The hazy “Light (if u can’t see)” features cinematic backdrops, it’s that 1970s television score, when the music was pivotal to character development. Here MIKE uses these samples and instrumentals with finesse, and even dabbles in the glow of video game midi soundtracks on “No Curse Lifted (rivers of love)”. 

He hasn’t lost any of that accessibility from Disco! though and manages some version of a chorus on “As 4 Me,” where his only reutilized line comes from “Thank god livin / I didn’t go to prison for brudda and my sis / make the ugliest decisions.” He even stakes a claim as the best rapper in the world, something it’s hard to disagree with lately. 

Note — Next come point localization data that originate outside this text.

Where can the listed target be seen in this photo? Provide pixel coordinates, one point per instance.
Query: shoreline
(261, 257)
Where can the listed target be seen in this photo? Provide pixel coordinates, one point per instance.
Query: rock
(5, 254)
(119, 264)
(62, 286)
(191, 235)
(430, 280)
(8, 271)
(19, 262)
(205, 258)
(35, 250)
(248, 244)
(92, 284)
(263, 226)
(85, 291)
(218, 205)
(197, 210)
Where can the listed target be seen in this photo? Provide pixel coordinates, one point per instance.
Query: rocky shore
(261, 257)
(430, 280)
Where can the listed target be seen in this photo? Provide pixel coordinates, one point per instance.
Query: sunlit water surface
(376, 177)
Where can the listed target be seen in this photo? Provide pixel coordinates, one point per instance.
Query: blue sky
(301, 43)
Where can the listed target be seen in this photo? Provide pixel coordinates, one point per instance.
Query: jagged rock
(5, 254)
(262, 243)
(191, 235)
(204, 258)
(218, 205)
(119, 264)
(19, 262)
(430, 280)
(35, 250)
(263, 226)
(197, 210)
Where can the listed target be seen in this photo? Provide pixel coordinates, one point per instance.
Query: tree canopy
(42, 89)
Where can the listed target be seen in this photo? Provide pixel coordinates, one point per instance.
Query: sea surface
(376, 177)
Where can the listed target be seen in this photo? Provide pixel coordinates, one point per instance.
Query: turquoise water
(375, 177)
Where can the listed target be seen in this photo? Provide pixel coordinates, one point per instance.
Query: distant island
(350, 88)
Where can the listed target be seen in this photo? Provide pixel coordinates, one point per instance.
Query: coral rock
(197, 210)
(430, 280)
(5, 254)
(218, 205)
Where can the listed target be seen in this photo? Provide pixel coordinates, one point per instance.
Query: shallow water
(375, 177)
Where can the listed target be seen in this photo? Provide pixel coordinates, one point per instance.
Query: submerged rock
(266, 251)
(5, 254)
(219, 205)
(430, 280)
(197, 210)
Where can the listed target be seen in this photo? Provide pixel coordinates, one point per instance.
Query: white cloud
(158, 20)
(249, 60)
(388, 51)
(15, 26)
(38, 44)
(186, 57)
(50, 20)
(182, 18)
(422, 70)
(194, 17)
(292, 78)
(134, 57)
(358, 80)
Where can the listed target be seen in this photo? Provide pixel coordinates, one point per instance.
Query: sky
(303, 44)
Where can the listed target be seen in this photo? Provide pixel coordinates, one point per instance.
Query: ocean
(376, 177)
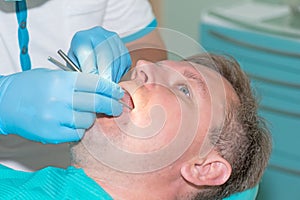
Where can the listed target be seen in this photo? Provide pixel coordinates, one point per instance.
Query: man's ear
(209, 171)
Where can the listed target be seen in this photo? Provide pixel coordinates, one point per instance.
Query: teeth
(127, 99)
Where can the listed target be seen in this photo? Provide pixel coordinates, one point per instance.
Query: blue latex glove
(53, 106)
(100, 51)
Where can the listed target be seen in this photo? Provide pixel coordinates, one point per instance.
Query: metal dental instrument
(59, 64)
(68, 60)
(73, 68)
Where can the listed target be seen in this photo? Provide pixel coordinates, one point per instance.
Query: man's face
(174, 105)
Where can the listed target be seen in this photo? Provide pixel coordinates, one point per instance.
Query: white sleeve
(127, 17)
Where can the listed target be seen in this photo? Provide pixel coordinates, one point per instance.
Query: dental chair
(249, 194)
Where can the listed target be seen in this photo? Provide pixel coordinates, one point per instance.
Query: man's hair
(244, 140)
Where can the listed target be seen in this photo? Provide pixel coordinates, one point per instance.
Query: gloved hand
(99, 51)
(52, 106)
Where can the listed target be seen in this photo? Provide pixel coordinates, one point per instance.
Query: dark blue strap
(23, 35)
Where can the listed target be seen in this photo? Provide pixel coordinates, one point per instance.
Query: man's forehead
(181, 66)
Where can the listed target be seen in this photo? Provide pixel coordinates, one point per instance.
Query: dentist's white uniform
(51, 25)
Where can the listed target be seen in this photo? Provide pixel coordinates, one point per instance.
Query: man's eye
(184, 89)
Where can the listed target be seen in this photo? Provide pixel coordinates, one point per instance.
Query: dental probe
(68, 60)
(66, 68)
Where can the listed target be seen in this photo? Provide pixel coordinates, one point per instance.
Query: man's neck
(132, 187)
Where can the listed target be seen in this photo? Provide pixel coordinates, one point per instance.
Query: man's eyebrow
(201, 84)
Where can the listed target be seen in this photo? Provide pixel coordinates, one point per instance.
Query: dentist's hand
(52, 106)
(100, 51)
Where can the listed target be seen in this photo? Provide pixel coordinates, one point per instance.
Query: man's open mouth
(128, 99)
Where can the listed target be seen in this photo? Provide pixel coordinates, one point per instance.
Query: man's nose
(144, 71)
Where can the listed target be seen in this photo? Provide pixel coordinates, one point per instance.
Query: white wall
(184, 15)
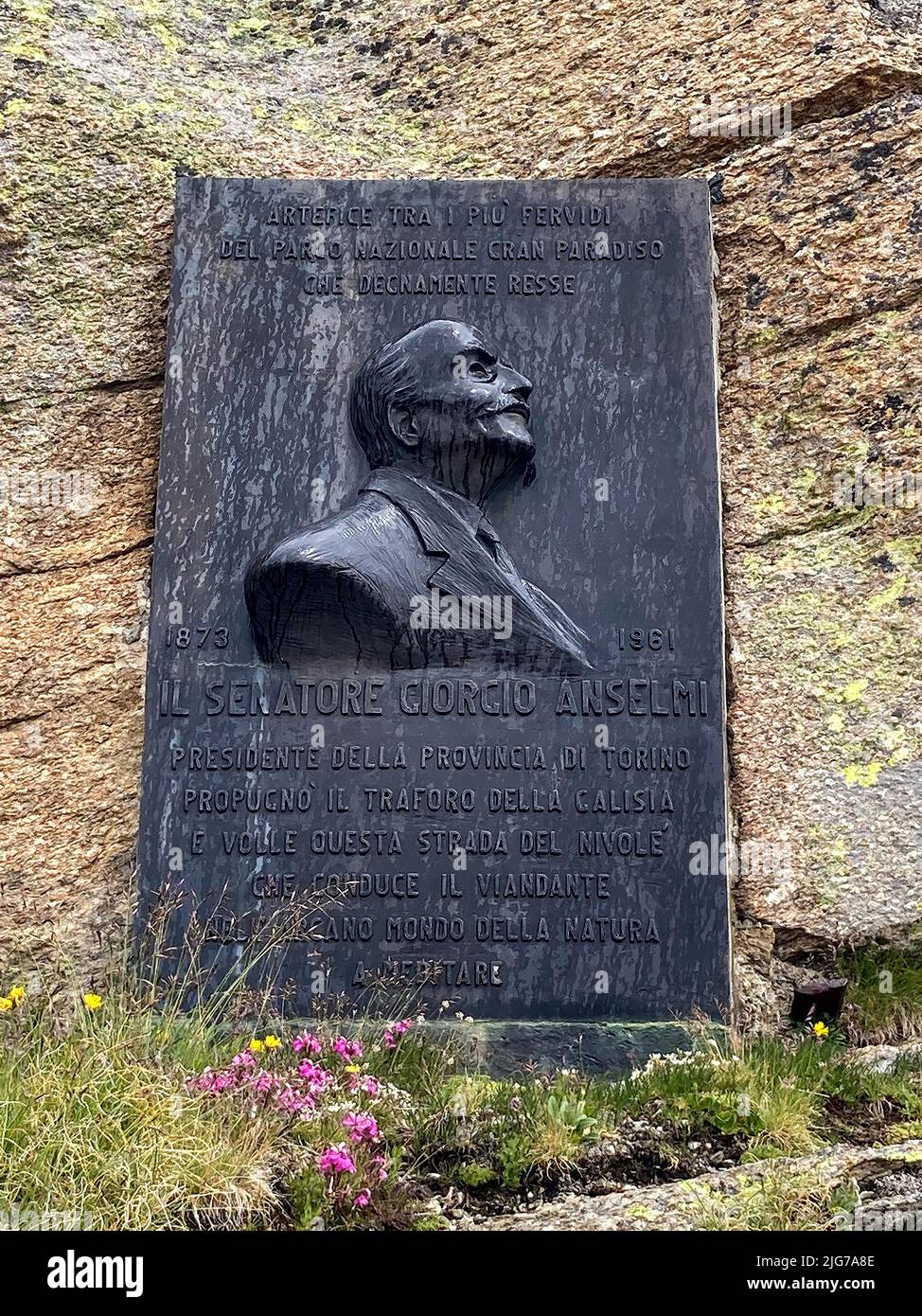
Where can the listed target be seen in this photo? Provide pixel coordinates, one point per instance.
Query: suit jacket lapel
(463, 566)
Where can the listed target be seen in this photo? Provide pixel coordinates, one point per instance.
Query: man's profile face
(471, 414)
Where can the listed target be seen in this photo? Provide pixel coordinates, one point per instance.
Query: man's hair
(387, 377)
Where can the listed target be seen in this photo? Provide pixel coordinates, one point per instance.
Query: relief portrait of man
(413, 574)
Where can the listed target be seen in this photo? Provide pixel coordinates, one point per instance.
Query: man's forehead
(449, 336)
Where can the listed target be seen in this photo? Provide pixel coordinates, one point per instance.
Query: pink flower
(337, 1161)
(308, 1042)
(361, 1128)
(346, 1049)
(316, 1078)
(293, 1103)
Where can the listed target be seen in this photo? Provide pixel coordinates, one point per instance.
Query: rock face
(820, 242)
(877, 1180)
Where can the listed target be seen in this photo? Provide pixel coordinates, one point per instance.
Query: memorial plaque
(436, 628)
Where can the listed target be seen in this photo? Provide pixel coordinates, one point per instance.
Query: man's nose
(516, 384)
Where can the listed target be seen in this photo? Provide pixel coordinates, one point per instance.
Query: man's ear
(402, 425)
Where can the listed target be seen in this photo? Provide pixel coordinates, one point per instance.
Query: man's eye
(478, 370)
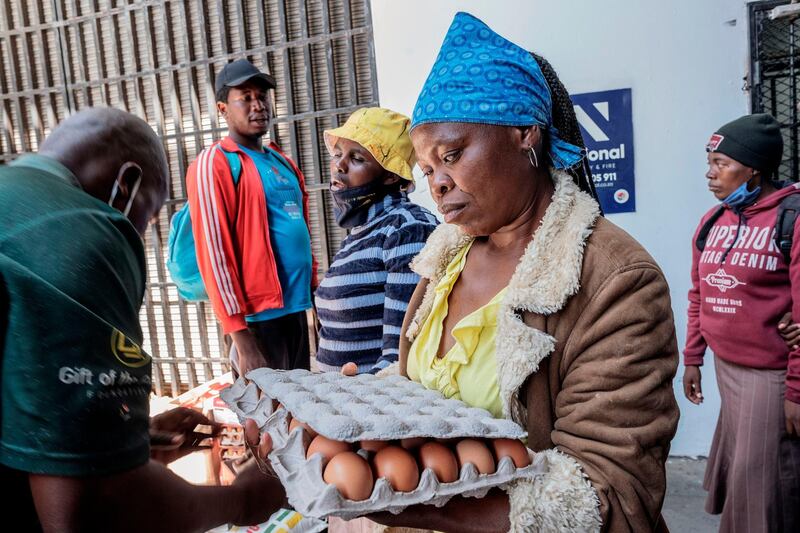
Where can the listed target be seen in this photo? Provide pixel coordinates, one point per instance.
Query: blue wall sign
(606, 123)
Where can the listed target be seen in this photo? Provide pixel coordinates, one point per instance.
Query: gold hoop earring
(532, 157)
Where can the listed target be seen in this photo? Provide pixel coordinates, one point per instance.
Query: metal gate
(774, 68)
(158, 59)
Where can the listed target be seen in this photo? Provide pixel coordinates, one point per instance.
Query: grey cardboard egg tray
(366, 407)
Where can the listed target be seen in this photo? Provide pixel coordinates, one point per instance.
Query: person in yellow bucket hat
(363, 298)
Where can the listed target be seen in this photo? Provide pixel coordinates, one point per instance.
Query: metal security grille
(775, 72)
(158, 59)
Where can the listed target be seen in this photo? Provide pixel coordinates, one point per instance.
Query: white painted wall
(684, 61)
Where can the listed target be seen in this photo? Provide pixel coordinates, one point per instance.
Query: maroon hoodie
(735, 306)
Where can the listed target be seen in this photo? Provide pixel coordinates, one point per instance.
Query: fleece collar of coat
(545, 278)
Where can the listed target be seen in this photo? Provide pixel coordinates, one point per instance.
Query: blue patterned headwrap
(482, 77)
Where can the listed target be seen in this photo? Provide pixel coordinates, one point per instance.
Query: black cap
(240, 71)
(752, 140)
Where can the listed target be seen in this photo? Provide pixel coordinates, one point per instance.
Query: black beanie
(752, 140)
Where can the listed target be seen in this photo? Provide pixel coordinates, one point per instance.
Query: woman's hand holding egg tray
(377, 444)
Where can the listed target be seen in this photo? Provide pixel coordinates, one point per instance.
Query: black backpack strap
(700, 242)
(784, 224)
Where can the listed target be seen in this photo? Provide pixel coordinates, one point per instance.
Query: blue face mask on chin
(741, 197)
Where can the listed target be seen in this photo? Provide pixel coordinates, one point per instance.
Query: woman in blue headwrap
(531, 304)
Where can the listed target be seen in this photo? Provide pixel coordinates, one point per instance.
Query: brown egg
(440, 459)
(398, 467)
(475, 452)
(511, 448)
(373, 445)
(295, 423)
(412, 443)
(351, 475)
(327, 448)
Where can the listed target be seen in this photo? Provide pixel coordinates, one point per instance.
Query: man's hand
(691, 384)
(262, 492)
(789, 331)
(173, 435)
(249, 355)
(792, 412)
(260, 495)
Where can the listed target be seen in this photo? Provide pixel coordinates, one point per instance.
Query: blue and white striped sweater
(363, 298)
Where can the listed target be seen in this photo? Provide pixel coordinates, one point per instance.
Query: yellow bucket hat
(384, 133)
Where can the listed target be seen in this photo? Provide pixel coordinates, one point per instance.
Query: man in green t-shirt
(74, 380)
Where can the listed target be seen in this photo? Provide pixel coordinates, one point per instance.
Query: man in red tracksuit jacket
(252, 238)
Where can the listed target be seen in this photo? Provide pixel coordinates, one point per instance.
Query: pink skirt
(753, 472)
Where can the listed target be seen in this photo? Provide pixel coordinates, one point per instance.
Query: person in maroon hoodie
(742, 289)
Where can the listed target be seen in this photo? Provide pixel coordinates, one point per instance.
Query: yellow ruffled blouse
(468, 371)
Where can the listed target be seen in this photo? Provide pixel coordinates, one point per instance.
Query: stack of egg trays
(366, 407)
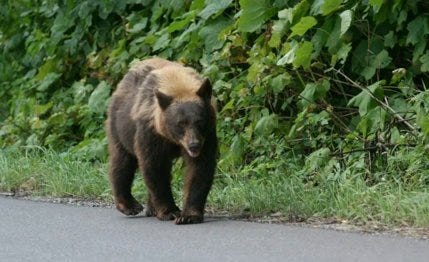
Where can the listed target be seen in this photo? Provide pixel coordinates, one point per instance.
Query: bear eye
(182, 123)
(199, 123)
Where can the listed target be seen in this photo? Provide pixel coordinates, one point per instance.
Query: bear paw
(189, 219)
(129, 207)
(168, 215)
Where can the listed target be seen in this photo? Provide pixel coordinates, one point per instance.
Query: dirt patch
(275, 218)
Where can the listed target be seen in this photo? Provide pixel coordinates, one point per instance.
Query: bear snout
(194, 149)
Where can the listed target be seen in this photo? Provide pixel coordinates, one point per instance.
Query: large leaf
(330, 6)
(346, 20)
(267, 124)
(210, 33)
(254, 14)
(364, 100)
(314, 91)
(304, 24)
(303, 55)
(214, 8)
(99, 98)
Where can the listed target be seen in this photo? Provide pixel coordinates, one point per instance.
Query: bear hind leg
(121, 175)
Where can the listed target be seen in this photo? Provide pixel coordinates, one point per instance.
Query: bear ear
(205, 91)
(163, 100)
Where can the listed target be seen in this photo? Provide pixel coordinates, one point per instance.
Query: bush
(325, 84)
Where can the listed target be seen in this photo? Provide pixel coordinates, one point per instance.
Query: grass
(343, 195)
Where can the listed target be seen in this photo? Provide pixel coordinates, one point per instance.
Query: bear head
(187, 122)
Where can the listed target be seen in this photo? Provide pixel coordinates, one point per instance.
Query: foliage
(331, 84)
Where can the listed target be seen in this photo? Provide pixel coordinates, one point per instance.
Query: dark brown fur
(144, 131)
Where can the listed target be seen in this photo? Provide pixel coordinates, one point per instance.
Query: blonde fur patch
(173, 79)
(179, 82)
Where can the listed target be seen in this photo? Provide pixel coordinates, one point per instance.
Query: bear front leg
(157, 177)
(198, 181)
(122, 167)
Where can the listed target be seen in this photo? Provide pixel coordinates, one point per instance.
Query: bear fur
(162, 110)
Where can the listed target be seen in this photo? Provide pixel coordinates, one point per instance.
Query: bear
(160, 111)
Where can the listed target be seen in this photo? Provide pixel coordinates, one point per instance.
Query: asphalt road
(38, 231)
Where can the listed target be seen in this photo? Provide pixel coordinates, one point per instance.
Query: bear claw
(183, 220)
(129, 209)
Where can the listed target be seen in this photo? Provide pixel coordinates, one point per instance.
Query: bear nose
(194, 147)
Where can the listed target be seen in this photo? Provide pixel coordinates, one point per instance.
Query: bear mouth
(193, 153)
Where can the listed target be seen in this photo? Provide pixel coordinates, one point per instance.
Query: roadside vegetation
(323, 105)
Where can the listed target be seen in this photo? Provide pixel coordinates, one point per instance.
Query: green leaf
(279, 82)
(303, 55)
(364, 101)
(313, 91)
(417, 29)
(343, 52)
(318, 159)
(423, 121)
(138, 27)
(214, 8)
(254, 14)
(373, 121)
(289, 57)
(180, 24)
(334, 40)
(210, 33)
(278, 30)
(376, 4)
(286, 14)
(99, 98)
(346, 20)
(390, 39)
(267, 124)
(304, 24)
(161, 42)
(425, 62)
(330, 6)
(48, 81)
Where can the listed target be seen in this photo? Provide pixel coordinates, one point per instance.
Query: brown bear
(162, 110)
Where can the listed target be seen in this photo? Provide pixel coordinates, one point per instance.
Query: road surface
(40, 231)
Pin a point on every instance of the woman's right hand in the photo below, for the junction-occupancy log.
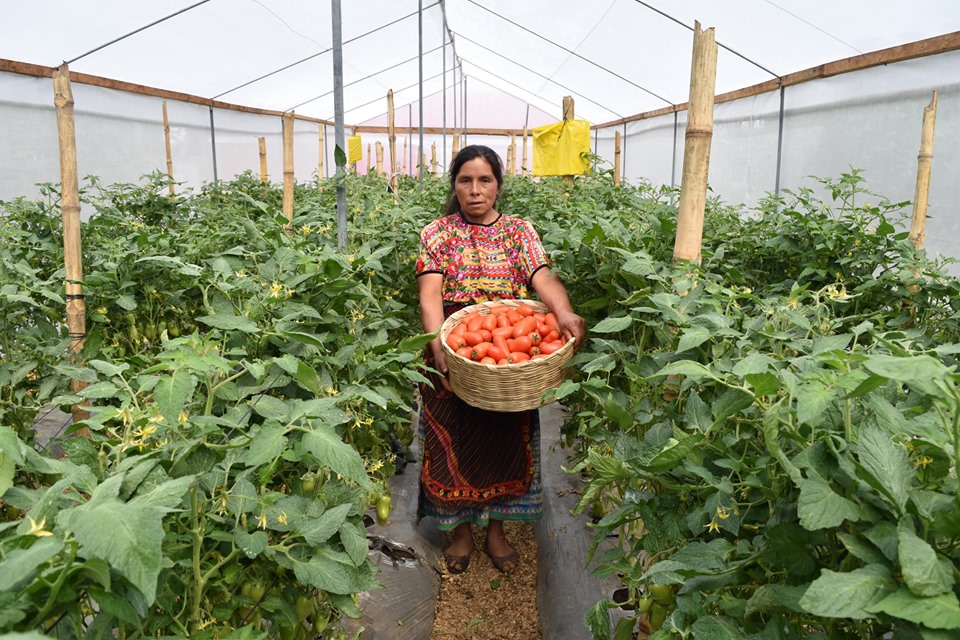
(440, 364)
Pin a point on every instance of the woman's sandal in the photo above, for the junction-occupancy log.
(505, 564)
(457, 564)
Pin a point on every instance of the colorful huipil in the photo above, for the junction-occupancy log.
(478, 465)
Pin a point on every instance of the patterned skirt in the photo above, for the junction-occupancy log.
(476, 465)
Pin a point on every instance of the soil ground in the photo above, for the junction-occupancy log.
(484, 604)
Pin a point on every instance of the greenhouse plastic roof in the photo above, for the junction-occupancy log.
(515, 60)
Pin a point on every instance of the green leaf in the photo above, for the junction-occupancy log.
(693, 370)
(133, 546)
(115, 605)
(252, 544)
(317, 531)
(612, 325)
(671, 455)
(692, 337)
(332, 571)
(716, 628)
(354, 541)
(819, 507)
(848, 595)
(597, 620)
(776, 598)
(887, 465)
(21, 564)
(268, 443)
(937, 612)
(764, 384)
(924, 570)
(173, 392)
(229, 322)
(331, 451)
(812, 399)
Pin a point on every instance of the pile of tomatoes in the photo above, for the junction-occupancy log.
(506, 335)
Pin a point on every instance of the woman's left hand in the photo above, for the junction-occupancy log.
(573, 327)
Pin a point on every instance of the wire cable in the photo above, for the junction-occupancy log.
(143, 28)
(574, 53)
(719, 44)
(316, 55)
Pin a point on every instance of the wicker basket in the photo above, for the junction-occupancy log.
(505, 387)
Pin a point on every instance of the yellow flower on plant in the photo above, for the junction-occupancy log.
(36, 529)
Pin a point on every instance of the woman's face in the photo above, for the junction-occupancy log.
(477, 189)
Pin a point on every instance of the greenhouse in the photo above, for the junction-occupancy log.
(224, 376)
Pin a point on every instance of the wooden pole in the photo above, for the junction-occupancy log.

“Stop Worry!” might take the cake for MIKE’s poppiest moment yet. With that same SEGA Genesis feel as “No Curse Lifted” he tops it all off with a perfectly condensed Sister Nancy feature, adding the Jamaican DJ’s reggae rhythms to an already vigorous track. It’s also home to some of MIKE’s best lyrics on Monkey; “Since we huddled ‘round the grave, fry in the sun, then we freeze / Grab a cup and let my face down, accompanied with trees.”  Nancy is the perfect foil to the rapper’s typical dread, offering up “Rise up” rebuttals to his melancholy, a nice change of pace and something we’ve seen more and more of from MIKE. At such a young age he’s experienced more than most rappers have in their entire life, so his cynical outlook shouldn’t surprise, though he’s on another plane on game-changers like “Stop Worry!”

Behind the panel again is MIKE as his DJ BLackpower persona, still weeding through old vinyl collections and broken tapes to find that perfect marriage of lo-fi and modern hip-hop. He uses Latin guitars on “Tapestry” to inject some romantic vibes, then glitches through piano keys on “Swoosh 23” proving he’ll never rest, so you shouldn’t either. His strategy to bounce between the nostalgic and the modern is never boring or predictable. 

The title Beware of the Monkey may come across as a warning, but it’s a lively adventure destined to pull more in than repel. Here’s a man who loves the antique sounds of yesteryear, finding use for them even in the 2020s. He yo-yos back and forth between the unnerving and the calm, which elevates his work even if it also makes him a bit of an outcast in the scene.